Fini les recherches inefficaces dans les menus rigides des systèmes natifs. Avec cette intégration, les conducteurs peuvent maintenant consulter des photos, des descriptions, des avis et connaître les heures d’ouverture de ce qui les intéresse, comme s’ils naviguaient sur Google Maps… mais sans quitter le tableau de bord.

Hyundai Ioniq 9 2026
Hyundai Ioniq 9 2026 | Auto123.com

Une navigation embarquée qui devient pertinente

Il faut l’admettre : bien des conducteurs préfèrent encore brancher leur téléphone et utiliser les applications Android Auto ou Apple CarPlay. Mais cette mise à jour redonne un certain intérêt au système ccNC de Hyundai.

Besoin d’un café à proximité ou d’un bon resto ? Google Places vous le suggère et vous l’évalue sans passer par votre cellulaire.

Et comme Google traite plus de 100 millions de mises à jour par jour, l’info sur les commerces, les services ou les stations de recharge est continuellement à jour.

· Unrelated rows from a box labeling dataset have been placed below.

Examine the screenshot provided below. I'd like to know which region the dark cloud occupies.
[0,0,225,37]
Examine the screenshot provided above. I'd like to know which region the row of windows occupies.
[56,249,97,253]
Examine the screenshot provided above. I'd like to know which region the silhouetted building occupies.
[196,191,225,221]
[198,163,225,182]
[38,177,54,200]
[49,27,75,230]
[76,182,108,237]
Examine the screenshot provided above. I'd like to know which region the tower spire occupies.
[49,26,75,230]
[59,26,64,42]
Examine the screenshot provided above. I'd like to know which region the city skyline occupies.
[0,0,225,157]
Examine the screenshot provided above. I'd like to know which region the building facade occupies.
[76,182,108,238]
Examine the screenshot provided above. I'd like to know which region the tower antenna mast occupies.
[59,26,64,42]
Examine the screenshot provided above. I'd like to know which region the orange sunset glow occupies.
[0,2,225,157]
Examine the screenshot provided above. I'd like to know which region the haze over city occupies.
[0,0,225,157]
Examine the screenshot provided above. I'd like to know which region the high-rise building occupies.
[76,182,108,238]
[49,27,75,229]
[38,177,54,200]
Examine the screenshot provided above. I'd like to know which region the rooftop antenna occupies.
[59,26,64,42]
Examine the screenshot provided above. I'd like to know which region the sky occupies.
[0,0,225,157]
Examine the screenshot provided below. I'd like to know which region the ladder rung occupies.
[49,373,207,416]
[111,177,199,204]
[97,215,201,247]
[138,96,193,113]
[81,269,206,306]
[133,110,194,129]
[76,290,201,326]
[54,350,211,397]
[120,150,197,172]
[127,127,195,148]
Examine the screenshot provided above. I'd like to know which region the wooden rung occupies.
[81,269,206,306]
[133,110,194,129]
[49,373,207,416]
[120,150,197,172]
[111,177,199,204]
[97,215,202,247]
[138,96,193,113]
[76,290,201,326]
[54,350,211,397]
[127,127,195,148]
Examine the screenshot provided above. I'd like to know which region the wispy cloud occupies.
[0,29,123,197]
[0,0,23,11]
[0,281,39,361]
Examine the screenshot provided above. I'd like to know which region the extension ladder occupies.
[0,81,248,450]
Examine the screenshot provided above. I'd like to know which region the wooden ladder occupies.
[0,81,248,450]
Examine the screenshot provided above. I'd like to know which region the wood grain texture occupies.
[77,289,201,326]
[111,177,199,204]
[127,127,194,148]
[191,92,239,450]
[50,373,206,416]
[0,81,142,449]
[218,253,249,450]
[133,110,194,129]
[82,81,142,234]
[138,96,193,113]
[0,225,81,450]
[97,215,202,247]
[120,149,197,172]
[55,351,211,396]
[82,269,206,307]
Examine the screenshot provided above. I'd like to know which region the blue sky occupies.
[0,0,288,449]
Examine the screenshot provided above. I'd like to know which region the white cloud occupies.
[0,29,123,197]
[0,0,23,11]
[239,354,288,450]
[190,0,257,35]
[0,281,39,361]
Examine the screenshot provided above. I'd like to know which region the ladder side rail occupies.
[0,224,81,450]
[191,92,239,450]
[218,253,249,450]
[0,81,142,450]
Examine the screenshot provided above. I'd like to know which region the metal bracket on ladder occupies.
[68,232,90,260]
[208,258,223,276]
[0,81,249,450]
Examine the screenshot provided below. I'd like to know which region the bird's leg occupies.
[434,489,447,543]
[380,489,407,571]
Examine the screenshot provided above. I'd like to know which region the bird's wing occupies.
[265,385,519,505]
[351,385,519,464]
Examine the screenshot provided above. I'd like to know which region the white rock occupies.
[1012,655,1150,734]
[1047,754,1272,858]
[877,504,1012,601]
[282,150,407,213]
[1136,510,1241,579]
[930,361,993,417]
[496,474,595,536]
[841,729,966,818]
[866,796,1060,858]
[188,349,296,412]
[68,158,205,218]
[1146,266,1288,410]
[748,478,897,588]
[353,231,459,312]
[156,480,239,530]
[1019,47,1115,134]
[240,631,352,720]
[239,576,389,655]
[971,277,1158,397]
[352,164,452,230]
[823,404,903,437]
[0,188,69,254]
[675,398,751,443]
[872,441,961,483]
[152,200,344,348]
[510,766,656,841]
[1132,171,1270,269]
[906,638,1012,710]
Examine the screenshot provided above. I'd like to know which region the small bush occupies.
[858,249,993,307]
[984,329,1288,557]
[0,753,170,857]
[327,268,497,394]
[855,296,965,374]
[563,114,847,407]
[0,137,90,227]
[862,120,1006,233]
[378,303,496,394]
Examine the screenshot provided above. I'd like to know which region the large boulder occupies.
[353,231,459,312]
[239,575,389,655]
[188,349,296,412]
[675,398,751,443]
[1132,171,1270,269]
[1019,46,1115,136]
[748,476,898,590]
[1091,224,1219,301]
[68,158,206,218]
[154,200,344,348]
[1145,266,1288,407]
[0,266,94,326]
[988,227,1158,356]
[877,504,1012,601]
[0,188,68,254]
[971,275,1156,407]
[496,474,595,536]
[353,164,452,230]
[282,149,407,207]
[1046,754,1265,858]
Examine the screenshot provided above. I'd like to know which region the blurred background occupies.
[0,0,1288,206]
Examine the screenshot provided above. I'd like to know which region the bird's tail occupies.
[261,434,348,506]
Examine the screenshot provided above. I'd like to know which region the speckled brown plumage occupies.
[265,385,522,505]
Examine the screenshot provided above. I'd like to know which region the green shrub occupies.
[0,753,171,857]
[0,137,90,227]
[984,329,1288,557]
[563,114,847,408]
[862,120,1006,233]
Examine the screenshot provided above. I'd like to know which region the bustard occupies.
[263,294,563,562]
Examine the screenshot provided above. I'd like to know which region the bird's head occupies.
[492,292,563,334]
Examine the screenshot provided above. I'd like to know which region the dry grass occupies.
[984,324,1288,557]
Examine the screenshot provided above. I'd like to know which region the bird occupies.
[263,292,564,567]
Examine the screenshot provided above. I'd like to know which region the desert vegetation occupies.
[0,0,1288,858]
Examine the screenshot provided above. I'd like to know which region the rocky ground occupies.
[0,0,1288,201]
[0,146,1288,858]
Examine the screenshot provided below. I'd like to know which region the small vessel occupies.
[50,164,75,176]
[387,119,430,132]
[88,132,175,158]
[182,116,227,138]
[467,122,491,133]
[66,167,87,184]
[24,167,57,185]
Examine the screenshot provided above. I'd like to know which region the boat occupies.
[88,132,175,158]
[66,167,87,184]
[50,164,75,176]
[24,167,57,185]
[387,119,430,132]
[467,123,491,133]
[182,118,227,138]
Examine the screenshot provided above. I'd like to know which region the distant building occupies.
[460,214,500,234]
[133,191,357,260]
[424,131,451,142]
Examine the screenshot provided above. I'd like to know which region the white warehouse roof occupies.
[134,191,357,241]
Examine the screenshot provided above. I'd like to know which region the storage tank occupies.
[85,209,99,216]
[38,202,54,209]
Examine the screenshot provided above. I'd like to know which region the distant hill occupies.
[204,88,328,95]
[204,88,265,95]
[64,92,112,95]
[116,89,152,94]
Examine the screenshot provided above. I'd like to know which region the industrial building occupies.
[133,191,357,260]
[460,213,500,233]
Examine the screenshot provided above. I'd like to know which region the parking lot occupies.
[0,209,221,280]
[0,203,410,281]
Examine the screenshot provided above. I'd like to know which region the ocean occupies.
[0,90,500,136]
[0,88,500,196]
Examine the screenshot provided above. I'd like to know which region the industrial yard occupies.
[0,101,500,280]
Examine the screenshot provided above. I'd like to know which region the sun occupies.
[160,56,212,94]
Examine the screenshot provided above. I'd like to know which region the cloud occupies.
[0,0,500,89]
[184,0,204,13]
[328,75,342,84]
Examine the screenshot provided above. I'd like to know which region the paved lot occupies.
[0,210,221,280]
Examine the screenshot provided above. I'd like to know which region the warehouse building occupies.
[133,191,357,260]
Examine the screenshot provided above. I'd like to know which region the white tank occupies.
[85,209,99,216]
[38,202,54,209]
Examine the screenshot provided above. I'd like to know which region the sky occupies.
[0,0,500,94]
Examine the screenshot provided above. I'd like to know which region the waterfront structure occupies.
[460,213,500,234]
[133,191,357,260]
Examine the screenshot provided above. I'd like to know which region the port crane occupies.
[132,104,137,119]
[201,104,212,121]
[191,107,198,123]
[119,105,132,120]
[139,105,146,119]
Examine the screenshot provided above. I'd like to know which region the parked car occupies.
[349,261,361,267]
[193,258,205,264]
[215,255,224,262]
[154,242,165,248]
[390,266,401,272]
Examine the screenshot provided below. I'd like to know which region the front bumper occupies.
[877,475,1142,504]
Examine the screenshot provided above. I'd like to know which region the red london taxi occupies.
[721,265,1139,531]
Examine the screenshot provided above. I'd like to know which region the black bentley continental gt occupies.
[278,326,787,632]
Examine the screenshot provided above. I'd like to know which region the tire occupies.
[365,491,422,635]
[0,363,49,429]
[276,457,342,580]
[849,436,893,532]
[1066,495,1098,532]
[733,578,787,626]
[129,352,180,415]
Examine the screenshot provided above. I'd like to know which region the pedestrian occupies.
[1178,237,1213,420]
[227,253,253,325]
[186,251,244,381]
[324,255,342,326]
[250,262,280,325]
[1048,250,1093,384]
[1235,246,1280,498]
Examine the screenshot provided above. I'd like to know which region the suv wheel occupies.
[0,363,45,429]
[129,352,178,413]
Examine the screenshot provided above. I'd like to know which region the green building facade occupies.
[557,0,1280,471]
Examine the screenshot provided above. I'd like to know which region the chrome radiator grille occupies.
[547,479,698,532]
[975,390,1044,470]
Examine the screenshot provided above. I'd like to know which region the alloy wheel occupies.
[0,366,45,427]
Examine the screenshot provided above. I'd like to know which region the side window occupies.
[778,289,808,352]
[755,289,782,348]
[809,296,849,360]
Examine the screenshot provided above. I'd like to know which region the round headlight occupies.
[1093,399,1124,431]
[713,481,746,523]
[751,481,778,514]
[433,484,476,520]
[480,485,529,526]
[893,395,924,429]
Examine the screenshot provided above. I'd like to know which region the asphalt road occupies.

Une nouvelle génération de système arrive dès 2026

Hyundai prépare déjà la prochaine étape avec Pleos Connect, un nouveau système multimédia basé sur Android Automotive, prévu pour 2026. Cette interface autonome s’affichera sur un nouvel écran flottant, en premier lieu dans un VUS électrique compact positionné au-dessus du Hyundai Inster. Ce modèle devrait partager plusieurs éléments avec le Kia EV2 et reprendre la philosophie du Hyundai Bayon européen.

Les véhicules des marques Genesis et Kia intégreront eux aussi Google Places au fil du temps, a confirmé le groupe Hyundai.